Il suo epitaffio quale sarebbe?
“”Non scordarti di ridere”. Quando arrivi alla fine, sarà tutto divertente. Inutile resistere e adombrarsi, credo”.
Nel film il suo personaggio, Howard, pedala come un matto per sfogare il dolore e tirarsi su. Lei fa lo stesso?
“Io corro. Adoro correre. Preferisco la monotonia del tapis roulant all’imprevedibilità della strada o di un sentiero in campagna, ma corro, sempre. Il sudore, il battito del cuore affannato, stare da solo con me stesso mi aiuta. Raggiungo uno stato di chiarezza mentale al chilometro otto. Lì entro in una sorta di trance”.
La religione è importante per lei?
“Non sono religioso nel senso “normale” della parola. Mia nonna era così devota che alla fine della sua vita era contenta di andare a incontrare Gesù. È a lei che mi sono sempre rivolto da giovane nei momenti difficili. Ora è mia moglie Jada la donna a cui mi rivolgo, una combinazione di bellezza, forza e sensibilità. Ultimamente ho scoperto il buddismo attraverso gli scritti dell’attivista buddista vietnamita Thich Nhat Hanh. Geniale. Come ha fatto un giovane monaco vietnamita cresciuto durante la guerra ad ottenere quel tipo di pace e serenità? È il mio modello, dai suoi insegnamenti traggo la guida spirituale per la mia vita”.
Crede che per gli afroamericani sia un momento importante nel cinema in America?
“Mi fa piacere che ora l’Academy abbia accolto un numero record di membri, tra cui molti di minoranze. Ma la situazione agli Oscar dello scorso anno è stata il primo tassello di un effetto domino che ha portato alla Brexit e a Trump. Oggi comunque noi neri al cinema siamo rappresentati meglio. Penso a Moonlight, Birth of a nation, Fences. Uno di questi vincerà di sicuro qualcosa”.
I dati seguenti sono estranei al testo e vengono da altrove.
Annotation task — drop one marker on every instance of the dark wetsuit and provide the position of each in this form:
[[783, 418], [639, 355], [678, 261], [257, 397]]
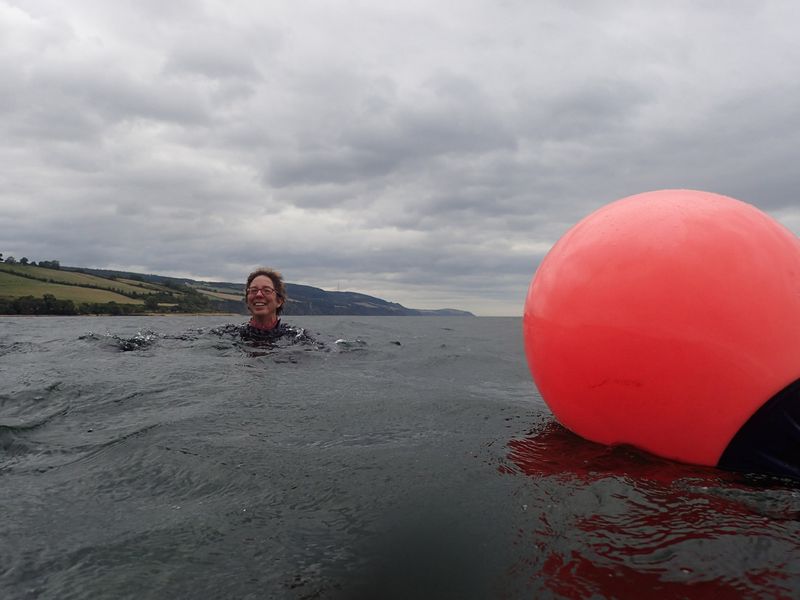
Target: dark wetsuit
[[256, 335]]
Un’ultima domanda: che rapporto ha con la fama?
“Mi dispiace per la mia famiglia che deve subirla, ma io adoro essere famoso! (ride). Mi piace non poter uscire in strada senza che qualcuno mi riconosca, invece di sentirmi in pericolo mi fa sentire più sicuro, ci sarà sempre qualcuno pronto ad aiutarmi. Se mi ritrovo senza benzina e senza portafoglio in una stazione di servizio, ci sarà sempre qualcuno felice di prestarmi 10 dollari. Di che dovrei lamentarmi?”.